The next year we got in and we were teachers. The first grade from summer school was called a third grade and worth $100 plus salary; second summer school was second grade and worth $200 and one year in college and one got a first grade and worth $300 plus salary. Bill was in St. John’s. He had two sisters living there. He wired his mother: “Passed with honours, Ed and Don too”. Don was Don Granter. And so we went teaching, but kept in touch.
It’s now September 1940 and I’ve met the language requirements (Latin) and am enrolled in the college. I get first grade but now I’m told I’ve contracted T.B. (tuberculosis) and there was a bed waiting for me in the sanatorium. So ended my teaching career.
It’s 1950, near the end of August and Bill is here for a few days. By now he is married with two children, and boy and a girl. He is the principal of Gander Amalgamated School. So I inquire about the possibility of getting a job in Gander. I didn’t care what kind of job it was. Once I got in there I could always look around for something better. Bill said he would see Ike Saunders. (Now there’s another wonderful friend. In 1952 he and Muriel took us in until Ike found us a place to live. In Greenspond Ike lived on the top of Ben Burry’s Hill. He had a couple of brothers and one sister, Elsie. Wonderful people.) So they get me a job as janitor. At this time Ike was in charge of the buildings and supervised the maintenance of the buildings as well as maintaining adequate staff. In two weeks I have an interview with Mr. Winsor, chief administrative officer, and get a clerical job. (Thanks to Ike and Bill) subject to passing a civil service exam. My accommodation is changed to the men’s staff building and I eat at the Hotel which is Building 64. Some years later I’m moved up there as the accountant. Saturday after supper Bill phones and wants a baby sitter and I become the official baby sitter and so the winter passed. They were good, the little boy would sleep well but sometimes the girl would wake up.
It’s St. George’s Day 1951, a holiday. Bill and some of his grade eleven students plan a fishing trip. They go to Miller’s Water. I can’t vouch for what I say. The way I got it there was a an old discarded gas tank from a small aircraft. I also heard it was some kind of raft. At any rate Bill got on it and floated down the pond and around a point of land. Everything seemed safe enough to the boys. Soon it’s time to bail up and they begin to shout out. No response. So they walk out around the point and spot his cap on the shore line. They begin to shout and search and decided they had better get out and seek help. Someone phoned me and I went down to his house but it was packed with his friends. His wife who was pregnant with their second daughter was being looked after. After work the next day I went over again to his house. I had heard that he had a heart attack and I could live with that. But the doctor was there and he informed me that Bill had drowned. I thought he could save me but he couldn’t save himself. It was hard to know he had drowned when one knew he was such a strong swimmer. I think most of Gander turned out for his funeral. I was a bearer.

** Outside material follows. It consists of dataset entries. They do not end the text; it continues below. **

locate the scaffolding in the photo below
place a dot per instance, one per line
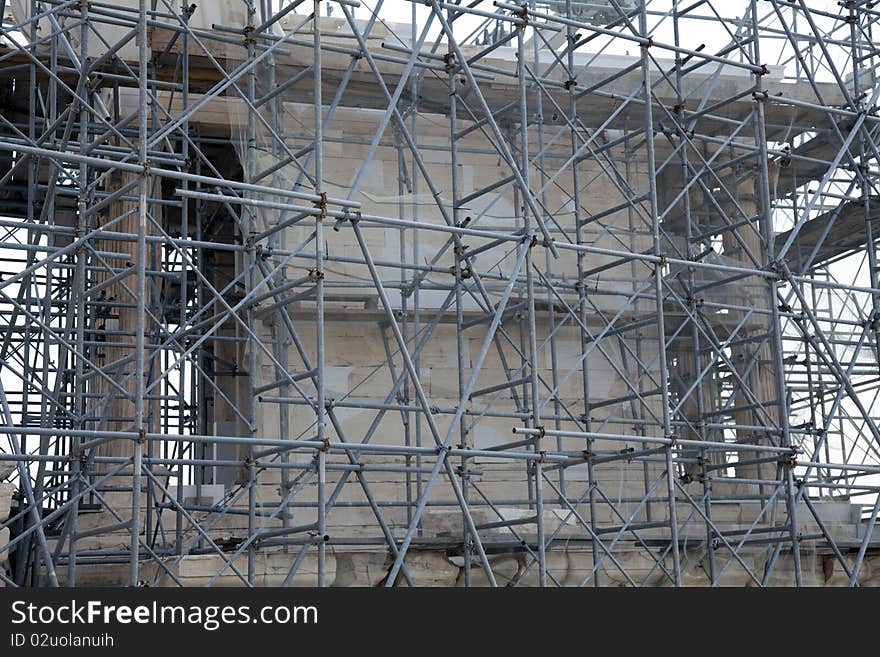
(333, 292)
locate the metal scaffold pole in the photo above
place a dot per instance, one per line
(322, 292)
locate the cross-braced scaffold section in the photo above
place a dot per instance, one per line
(398, 293)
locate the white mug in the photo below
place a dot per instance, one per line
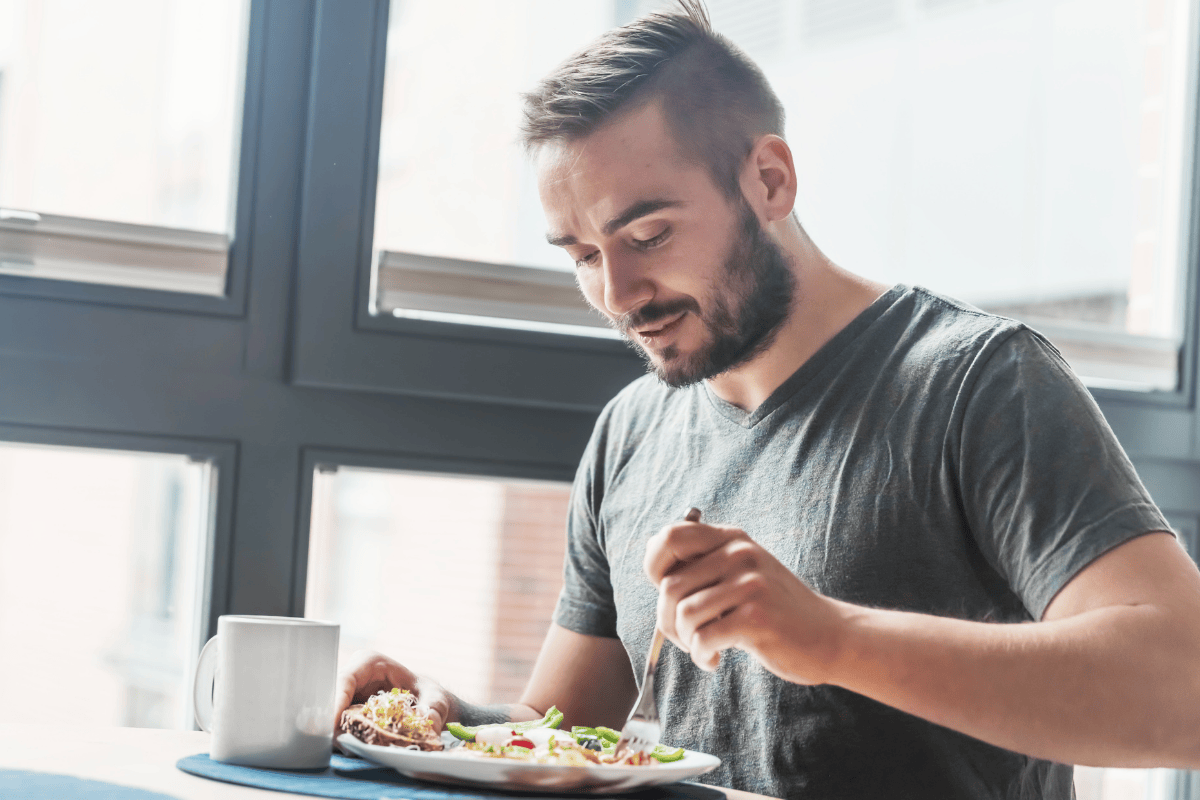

Years later I went down on the wharf. I go down pass Tom Hunt’s and coming towards me is my old friend Roy Crocker. He looks elated and with a grin on his face. He asked me if I saw Bill’s children who were visiting. He had told them to go see Eddie Parsons who had been close friends with their father. Well that set me back that I didn’t see them. I walked to the outside part of the wharf and sat down. There was no activity there. Memories started to fill my head. From Laing’s Gulch to our school year and our time in Gander. Images filled my eyes, a whole life time of images until I felt the flood gates about to open. So I got up and slowly, slowly, I walked home.